Klodnicki spoke with AdExchanger.
AdExchanger: What usually goes into Skullcandy’s marketing mix?
JESSICA KLODNICKI: We’re a youthful brand – there’s a skull in our logo – our target consumers are between 16 and 34-ish, so our mix is almost entirely digital and social, and that hasn’t changed in the current environment.
We’re kind of the scrappy underdog in the space, and so our size and position shapes how we invest. Most of our ad dollars are on Facebook, Instagram and in the Google ecosystem, both search and Google Shopping. We’re not on TV and we don’t do out-of-home. We’re actually doubling down and spending a little more in the digital space than we were before, though.
How do you justify increasing spend in this economic environment?
Because it’s working.
How do you know?
We’ve become a wildly metrics-driven company, and we see that we’re crushing our ROAS goals. We’re fortunate to have a product that resonates right now, that’s useful to people sitting at home working or studying or trapped with their roommates. They need to block out the noise.
What does it mean to be wildly metrics-driven?
We didn’t start out that way. It’s been part of a big evolution. Now, if we want to do something like branded content, we have to prove a connection back to sales. Marketing gets accused of being fluffy and sometimes disconnected from the metrics, but I’ve been trained to operate with a more general management mindset.
You have to constantly defend the spend. We work with a partner called Hookit, for example, to measure everything we’re doing in social media. They track our social media accounts so we can compare engagement across platforms on an apples-to-apples basis.
We also measure ourselves against the big brands. Although we have fewer followers, we have better engagement. Follower count is a passive metric, engagement is active. Our average interactions, for example, are double and even triple some of our much larger competitors.
How do you apply ROAS metrics to your content?
We’re still heavily dependent on Amazon and on brick and mortar distribution through places like Best Buy, Target and Walmart. But in the spirit of controlling our own destiny, we’ve been working to fine tune our direct-to-consumer business and our own website. About two years ago, we launched something that internally we called our content-to-commerce programming, which was a series of livestreamed concerts. We pulled in a lot of eyeballs and were then able to retarget people with more traditional product advertising.
We continue to refine that formula. We can’t afford to do content for its own sake. We have a ROAS threshold, and as long as we’re hitting it, our CFO and CEO are happy. If we exceed ROAS, we get to invest more.
Do you work with agencies?
We were, on and off, to help with content development and execution. But we started our own in-house creative agency about two years ago and we also brought in all of our media buying.

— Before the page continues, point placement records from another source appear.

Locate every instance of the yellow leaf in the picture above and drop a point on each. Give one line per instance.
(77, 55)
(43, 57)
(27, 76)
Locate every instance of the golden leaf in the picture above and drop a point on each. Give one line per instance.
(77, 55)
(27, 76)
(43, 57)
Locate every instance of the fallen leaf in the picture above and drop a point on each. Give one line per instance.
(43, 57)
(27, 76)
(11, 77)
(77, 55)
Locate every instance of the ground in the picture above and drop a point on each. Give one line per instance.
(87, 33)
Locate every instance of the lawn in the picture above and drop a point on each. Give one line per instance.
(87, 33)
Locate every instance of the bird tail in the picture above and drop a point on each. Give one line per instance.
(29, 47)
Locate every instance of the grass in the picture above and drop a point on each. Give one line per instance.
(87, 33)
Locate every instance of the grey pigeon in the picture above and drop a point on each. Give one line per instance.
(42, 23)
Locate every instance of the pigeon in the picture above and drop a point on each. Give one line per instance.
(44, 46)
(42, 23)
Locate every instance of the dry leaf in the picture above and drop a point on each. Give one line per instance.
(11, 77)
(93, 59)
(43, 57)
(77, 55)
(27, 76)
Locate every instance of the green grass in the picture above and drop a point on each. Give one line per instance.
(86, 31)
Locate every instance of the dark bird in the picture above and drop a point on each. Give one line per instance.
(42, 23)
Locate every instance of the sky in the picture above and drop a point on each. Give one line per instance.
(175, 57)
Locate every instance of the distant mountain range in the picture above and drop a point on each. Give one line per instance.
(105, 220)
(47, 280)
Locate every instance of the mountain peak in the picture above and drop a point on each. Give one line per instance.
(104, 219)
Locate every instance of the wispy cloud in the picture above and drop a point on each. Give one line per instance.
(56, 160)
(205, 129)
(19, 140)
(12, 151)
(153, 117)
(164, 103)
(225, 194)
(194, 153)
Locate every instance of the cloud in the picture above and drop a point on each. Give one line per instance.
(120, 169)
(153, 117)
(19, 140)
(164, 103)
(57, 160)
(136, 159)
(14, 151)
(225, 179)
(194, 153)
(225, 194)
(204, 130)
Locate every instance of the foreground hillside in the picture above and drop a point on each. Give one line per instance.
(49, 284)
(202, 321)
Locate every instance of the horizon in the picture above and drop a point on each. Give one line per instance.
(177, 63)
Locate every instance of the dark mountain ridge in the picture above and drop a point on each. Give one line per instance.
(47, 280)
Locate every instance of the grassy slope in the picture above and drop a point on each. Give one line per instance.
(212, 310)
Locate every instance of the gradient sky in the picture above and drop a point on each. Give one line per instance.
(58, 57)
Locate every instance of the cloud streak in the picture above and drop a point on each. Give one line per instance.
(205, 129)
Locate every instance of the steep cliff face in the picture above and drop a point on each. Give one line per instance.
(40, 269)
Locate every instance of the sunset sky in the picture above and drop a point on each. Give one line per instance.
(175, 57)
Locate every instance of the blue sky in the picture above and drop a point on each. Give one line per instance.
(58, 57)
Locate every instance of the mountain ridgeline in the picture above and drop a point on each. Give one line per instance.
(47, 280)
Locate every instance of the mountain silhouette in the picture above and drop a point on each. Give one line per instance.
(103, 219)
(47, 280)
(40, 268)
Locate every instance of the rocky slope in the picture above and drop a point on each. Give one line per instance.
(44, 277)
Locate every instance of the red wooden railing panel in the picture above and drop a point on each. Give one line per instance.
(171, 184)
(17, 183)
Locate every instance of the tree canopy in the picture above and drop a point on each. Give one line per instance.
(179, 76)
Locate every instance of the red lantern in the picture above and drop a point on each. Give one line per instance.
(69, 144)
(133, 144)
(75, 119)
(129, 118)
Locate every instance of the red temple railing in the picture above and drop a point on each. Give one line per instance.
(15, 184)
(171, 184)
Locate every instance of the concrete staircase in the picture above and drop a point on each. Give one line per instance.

Having the creative team in house really saved our bacon in the current environment. I’m on the phone with our creative director on a daily basis talking about changes we need to make or where we need to pivot our messaging. That kind of stuff is super challenging to do quickly with a third party.
Ad agencies don’t want to hear that, but it’s true.
What’s the big idea behind the new Mood Boost campaign that launched in April?
It’s about connecting the dots between music and emotion, and it’s an evolution of a campaign we ran last year, called 12 Moods, where we featured a new emerging artist every month with content tied to it and a limited edition product drop. We sold out every month for 12 months.
But for the new campaign, we created much shorter content designed to be interesting even with the sound off. Eighty-five of people scroll on Facebook and Instagram with the sound off. Imagine our horror hearing that as an audio brand. But that insight inspired us to also work with visual artists for this campaign.
This interview has been edited and condensed.